To satisfy these requirements, we developed an incremental nested logit mode choice model that pivots off of static exports of trip tables from AMBAG’s four-step model. The model is implemented in an Adobe ActionScript graphical user interface (GUI) for independence and ease of use. After the user edits the bicycle network in the GUI, new bicycle levels-of-service are skimmed, and new shares for each mode are calculated from their original shares in the no-build alternative and the change in the bicycle level-of-service. Finally, the emissions reduction is estimated based on the distance and average speed of the vehicle trips substituted by bicycle travel.
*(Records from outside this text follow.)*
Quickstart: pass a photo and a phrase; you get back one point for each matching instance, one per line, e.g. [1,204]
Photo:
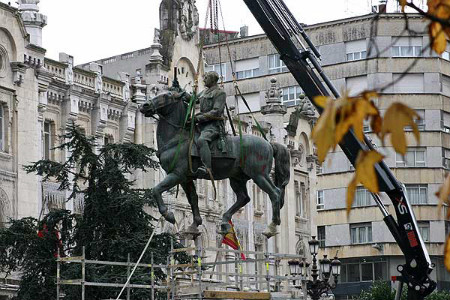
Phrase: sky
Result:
[93,29]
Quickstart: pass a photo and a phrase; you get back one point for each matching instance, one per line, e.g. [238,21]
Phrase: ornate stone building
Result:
[357,58]
[39,97]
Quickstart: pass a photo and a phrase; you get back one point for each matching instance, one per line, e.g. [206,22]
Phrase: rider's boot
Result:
[205,155]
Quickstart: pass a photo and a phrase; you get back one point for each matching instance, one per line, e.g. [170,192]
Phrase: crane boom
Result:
[286,33]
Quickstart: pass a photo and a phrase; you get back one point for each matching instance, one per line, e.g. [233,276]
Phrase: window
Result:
[321,236]
[298,199]
[362,197]
[406,51]
[221,70]
[353,273]
[291,95]
[356,50]
[127,55]
[356,55]
[447,228]
[48,140]
[409,83]
[320,198]
[446,158]
[364,270]
[407,47]
[276,65]
[2,128]
[417,193]
[419,122]
[445,119]
[108,139]
[247,74]
[356,85]
[361,233]
[415,157]
[424,230]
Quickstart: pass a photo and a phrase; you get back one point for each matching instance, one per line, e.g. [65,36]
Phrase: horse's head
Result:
[161,104]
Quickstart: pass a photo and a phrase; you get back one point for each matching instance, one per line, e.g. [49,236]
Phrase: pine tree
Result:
[114,223]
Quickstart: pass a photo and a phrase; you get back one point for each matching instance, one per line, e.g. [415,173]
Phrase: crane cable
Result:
[216,7]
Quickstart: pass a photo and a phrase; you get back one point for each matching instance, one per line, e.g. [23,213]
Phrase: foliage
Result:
[441,295]
[381,290]
[348,113]
[31,247]
[114,223]
[343,114]
[365,173]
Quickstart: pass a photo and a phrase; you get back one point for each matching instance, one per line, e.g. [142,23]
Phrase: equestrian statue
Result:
[200,149]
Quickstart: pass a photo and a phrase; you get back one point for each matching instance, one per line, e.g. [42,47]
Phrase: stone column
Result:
[33,20]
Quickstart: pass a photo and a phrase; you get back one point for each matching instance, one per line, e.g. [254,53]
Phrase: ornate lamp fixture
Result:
[325,269]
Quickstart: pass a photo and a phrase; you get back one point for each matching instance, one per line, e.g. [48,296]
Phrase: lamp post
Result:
[321,272]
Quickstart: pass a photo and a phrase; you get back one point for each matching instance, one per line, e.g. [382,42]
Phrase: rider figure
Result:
[212,106]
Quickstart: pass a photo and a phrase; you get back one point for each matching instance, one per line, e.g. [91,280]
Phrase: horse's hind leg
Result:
[169,182]
[239,187]
[266,184]
[191,195]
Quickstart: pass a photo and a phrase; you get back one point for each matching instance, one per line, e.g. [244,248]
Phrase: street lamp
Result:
[316,287]
[313,246]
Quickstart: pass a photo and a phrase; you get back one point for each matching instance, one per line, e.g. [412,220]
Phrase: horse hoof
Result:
[170,217]
[192,229]
[271,231]
[225,228]
[191,232]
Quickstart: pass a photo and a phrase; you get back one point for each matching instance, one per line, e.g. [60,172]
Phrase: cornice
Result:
[322,25]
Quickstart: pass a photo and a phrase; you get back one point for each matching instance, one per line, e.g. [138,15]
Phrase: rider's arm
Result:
[219,106]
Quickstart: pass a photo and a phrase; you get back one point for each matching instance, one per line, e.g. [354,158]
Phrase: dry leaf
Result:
[438,38]
[324,131]
[364,174]
[447,254]
[338,117]
[403,4]
[439,9]
[352,114]
[397,117]
[444,193]
[321,101]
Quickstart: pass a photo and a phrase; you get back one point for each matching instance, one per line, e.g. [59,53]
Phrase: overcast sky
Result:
[94,29]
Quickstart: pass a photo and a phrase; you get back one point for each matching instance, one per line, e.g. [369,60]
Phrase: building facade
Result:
[40,97]
[357,57]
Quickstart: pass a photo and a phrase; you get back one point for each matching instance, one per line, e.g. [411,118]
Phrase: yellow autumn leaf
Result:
[321,101]
[444,193]
[438,39]
[364,174]
[323,133]
[403,4]
[447,254]
[396,118]
[353,114]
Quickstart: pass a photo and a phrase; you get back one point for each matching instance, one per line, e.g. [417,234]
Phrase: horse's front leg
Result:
[191,195]
[169,182]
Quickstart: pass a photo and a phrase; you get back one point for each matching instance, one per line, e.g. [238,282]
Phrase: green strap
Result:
[188,114]
[241,144]
[250,111]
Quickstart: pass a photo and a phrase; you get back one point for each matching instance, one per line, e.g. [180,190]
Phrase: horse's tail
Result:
[282,168]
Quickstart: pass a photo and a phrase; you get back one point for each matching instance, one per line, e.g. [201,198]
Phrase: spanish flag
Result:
[231,240]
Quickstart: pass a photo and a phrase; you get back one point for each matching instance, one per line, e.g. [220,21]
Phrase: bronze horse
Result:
[173,144]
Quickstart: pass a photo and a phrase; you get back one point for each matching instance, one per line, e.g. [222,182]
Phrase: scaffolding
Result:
[229,276]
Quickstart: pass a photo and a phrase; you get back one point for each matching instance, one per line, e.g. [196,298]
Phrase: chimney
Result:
[244,31]
[33,20]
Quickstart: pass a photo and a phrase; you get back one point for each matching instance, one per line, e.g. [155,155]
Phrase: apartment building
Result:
[361,53]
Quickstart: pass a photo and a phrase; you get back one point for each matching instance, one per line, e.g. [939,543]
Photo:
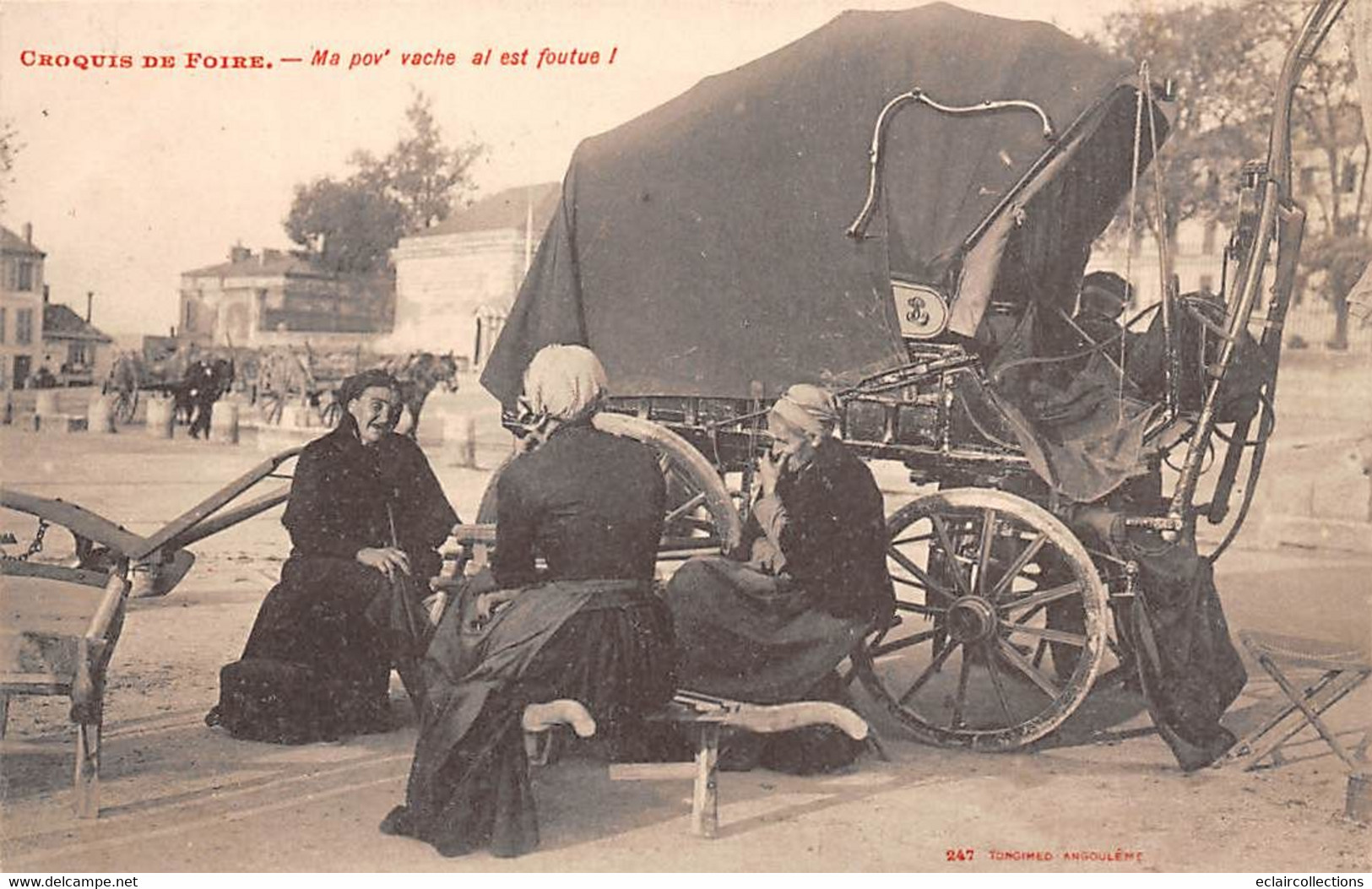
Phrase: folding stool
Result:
[1345,669]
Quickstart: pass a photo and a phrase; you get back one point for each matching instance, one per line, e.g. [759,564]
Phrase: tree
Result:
[10,147]
[344,225]
[1207,52]
[1225,61]
[421,173]
[351,225]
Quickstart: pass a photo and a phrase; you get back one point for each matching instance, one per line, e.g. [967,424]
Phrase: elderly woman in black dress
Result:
[366,516]
[588,629]
[773,630]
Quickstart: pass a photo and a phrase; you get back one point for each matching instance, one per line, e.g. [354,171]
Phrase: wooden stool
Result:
[708,715]
[1345,669]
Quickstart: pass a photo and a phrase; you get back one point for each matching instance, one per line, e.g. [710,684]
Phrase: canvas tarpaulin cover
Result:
[702,246]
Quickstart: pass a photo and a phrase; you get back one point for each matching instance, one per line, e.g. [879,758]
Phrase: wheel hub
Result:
[972,619]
The mode choice utility function for the bicycle alternative was derived in a series of steps. First, GPS traces collected from smartphone users in the region were analyzed to estimate a path size logit route choice model. Next, the California Household Travel Survey and the original base-year modal trip tables output by the model before the introduction of the bicycle level-of-service were used to calibrate an alternative-specific constant for each trip purpose, and a scaling coefficient which is applied to the best utility from the route choice model, to account for differences in sensitivity between route and mode choice. The result is an accurate, fast, freely distributable, user-friendly tool that is consistent with the forecasts produced by the four-step model.